Rabu, 16 Januari 2008

Produksi Padi Sumbar Lamban

Tanah Pertanian Mengalami Kejenuhan
Sebagai Akibat dari Bahan Kimia dan Pangaturan Air

PADANG, METRO

Dilihat dari kenyataan hingga saat ini, produksi padi Sumbar terkesan lambat. Hal ini setidaknya disebabkan karena tanah yang dijadikan areal pertanian sudah mengalami kejenuhan. Hal ini sebagai akibat dari penggunaan bahan kimia dalam pengolahan tanah oleh petani. Untuk itu, pengetahuan perlu petani dan keterampilan perlu ditingkatkan dengan penyuluhan.

Hal ini disapaikan Gubernur Sumbar, H Gamawan Fauzi dalam sambutannya yang disampaikan asisten II, Surya Dharma Sabirin pada pembukaan acara Seminar dan Lokakarya Nasional Strategi dan Dukungan Kajian Akademis Penerapan "The System of Rice Intensification" (SRI) di Universitas Andalas (Unand), Selasa (15/1).

Lebih jauh dijelaskan Gubernur, berkaitan dengan program SRI ini, perlu kiranya dilihat kenyataan perkembangan usaha pertanian di Sumbar saat ini. Dari jumlah total kepala keluarga sebanyak 1.110.700 kepala keluarga (KK) yang bertumpu kepada pertanian mencapai 476.800 KK. Mereka mengusahakan tanaman padi dan palawija.

Dilanjutkan Gubernur, sementara pencapaian peningkatan produksi padi sawah beberapa tahun terakhir terasa agak lambat atau mencapai "leveling off" (level mati). Sehingga rata-rata produktivitas yang dicapai berkisar antara 44,86 kw/ha tahun 2000 dan 45,22 kw/ha tahun 2006.

"Bila kita analisa secara ekonomi dengan membandingkan beberapa komponen ongkos produksi seperti biaya keperluan sarana produksi, biaya sewa lahan dan biaya upah tenaga kerja, maka usaha tani padi sawah hanya mendapatkan keuntungan yang minim sekali. Hal ini disebabkan beberapa faktor seperti tingginya ketergantungan petani kita akan kebutuhan dan menggunakan pupuk an-organik (pupuk pabrikan). Akibatnya, unsur mikro organisme tidak berfungsi di dalam tanah karena tanah telah mengalami kejenuhan," ungkap Gubernur.

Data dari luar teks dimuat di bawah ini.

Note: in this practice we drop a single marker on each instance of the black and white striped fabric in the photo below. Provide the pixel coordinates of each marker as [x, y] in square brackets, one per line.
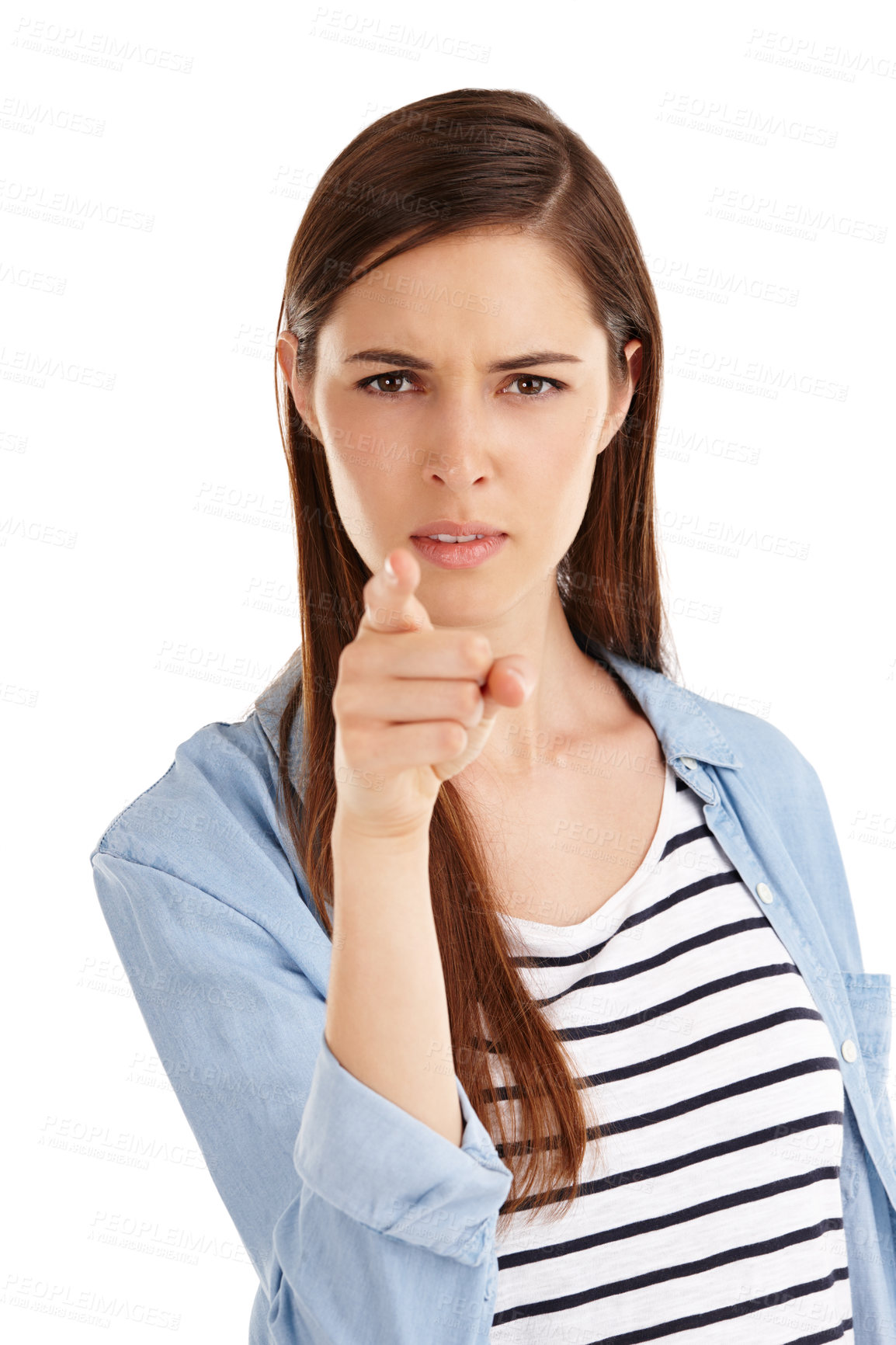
[710, 1204]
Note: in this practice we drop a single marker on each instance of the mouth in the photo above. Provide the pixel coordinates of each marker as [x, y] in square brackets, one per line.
[450, 532]
[448, 554]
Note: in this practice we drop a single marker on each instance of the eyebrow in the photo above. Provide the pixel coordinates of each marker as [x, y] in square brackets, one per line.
[502, 366]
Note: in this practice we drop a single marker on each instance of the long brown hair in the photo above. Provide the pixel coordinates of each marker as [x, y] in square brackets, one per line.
[468, 159]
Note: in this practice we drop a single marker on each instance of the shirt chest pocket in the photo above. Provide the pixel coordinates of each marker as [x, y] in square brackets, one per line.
[870, 999]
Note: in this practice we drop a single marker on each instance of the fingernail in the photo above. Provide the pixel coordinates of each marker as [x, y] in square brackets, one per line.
[523, 679]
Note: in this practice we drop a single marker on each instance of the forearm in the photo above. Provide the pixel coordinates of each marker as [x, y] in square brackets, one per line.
[387, 1006]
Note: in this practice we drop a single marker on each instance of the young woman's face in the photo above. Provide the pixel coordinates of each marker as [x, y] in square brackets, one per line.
[464, 380]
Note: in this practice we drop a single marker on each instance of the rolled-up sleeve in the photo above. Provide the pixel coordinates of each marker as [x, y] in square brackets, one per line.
[362, 1223]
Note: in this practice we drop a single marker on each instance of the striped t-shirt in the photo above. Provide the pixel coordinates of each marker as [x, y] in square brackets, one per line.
[710, 1205]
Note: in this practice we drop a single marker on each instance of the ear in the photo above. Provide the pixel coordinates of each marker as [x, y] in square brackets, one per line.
[300, 389]
[634, 354]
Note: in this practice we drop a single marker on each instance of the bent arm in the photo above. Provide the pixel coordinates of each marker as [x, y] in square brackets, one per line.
[362, 1222]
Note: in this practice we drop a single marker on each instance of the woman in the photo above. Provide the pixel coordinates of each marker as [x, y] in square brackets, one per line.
[512, 992]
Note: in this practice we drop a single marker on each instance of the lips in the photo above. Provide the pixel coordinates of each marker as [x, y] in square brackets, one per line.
[453, 529]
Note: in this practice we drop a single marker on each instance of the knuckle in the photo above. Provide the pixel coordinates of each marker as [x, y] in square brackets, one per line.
[470, 697]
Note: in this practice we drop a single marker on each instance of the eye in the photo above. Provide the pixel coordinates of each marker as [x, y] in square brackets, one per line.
[538, 391]
[396, 376]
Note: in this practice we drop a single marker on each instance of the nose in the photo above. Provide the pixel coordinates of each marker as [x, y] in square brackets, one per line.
[457, 447]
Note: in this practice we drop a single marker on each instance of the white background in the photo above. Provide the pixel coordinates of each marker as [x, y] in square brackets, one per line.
[751, 145]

Dilanjutkan Gubernur, sedangkan yang menyebabkan kejenuhan tanah ini akibat penggunaan pestisida yang tidak teratur. Sehingga tujuannya untuk pengendalian hama dan penyakit tanaman tercapai dan sekaligus mengakibatkan rusaknya ekosistem lingkungan tanaman. Kemudian juga disebabkan oleh penggunaan dan pengaturan air yang berlebihan serta penggunaan benih unggul yang kurang bermutu.

"Sehingga untuk ke depannya, para petani harus diberdayakan dan diberikan penyuluhan untuk meningkatkan keterampilan dan pengetahun mereka akan bahaya dan keuntungan menggunakan bahan-bahan kimia. Selain itu juga memberikan pengetahuan untuk membuat pupuk organik yang tidak mempunyai efek samping," terang Gubernur.

Sementara Rektor Unand, Prof Dr H Musliar Kasim MS kepada POSMETRO mengakui banyaknya tanah pertanian yang sudah rusak atau mencapai titik jenuh akibat bahan kimia dan kurang terampilnya petani. Untuk itu perlu diberikan penyuluhan dan pelatihan untuk meningkatkan keterampilan mereka. Kemudian juga mengajarkan kepada mereka cara pembuatan pupuk organik dan yang ahannya ada di lingkungan petani itu sendiri.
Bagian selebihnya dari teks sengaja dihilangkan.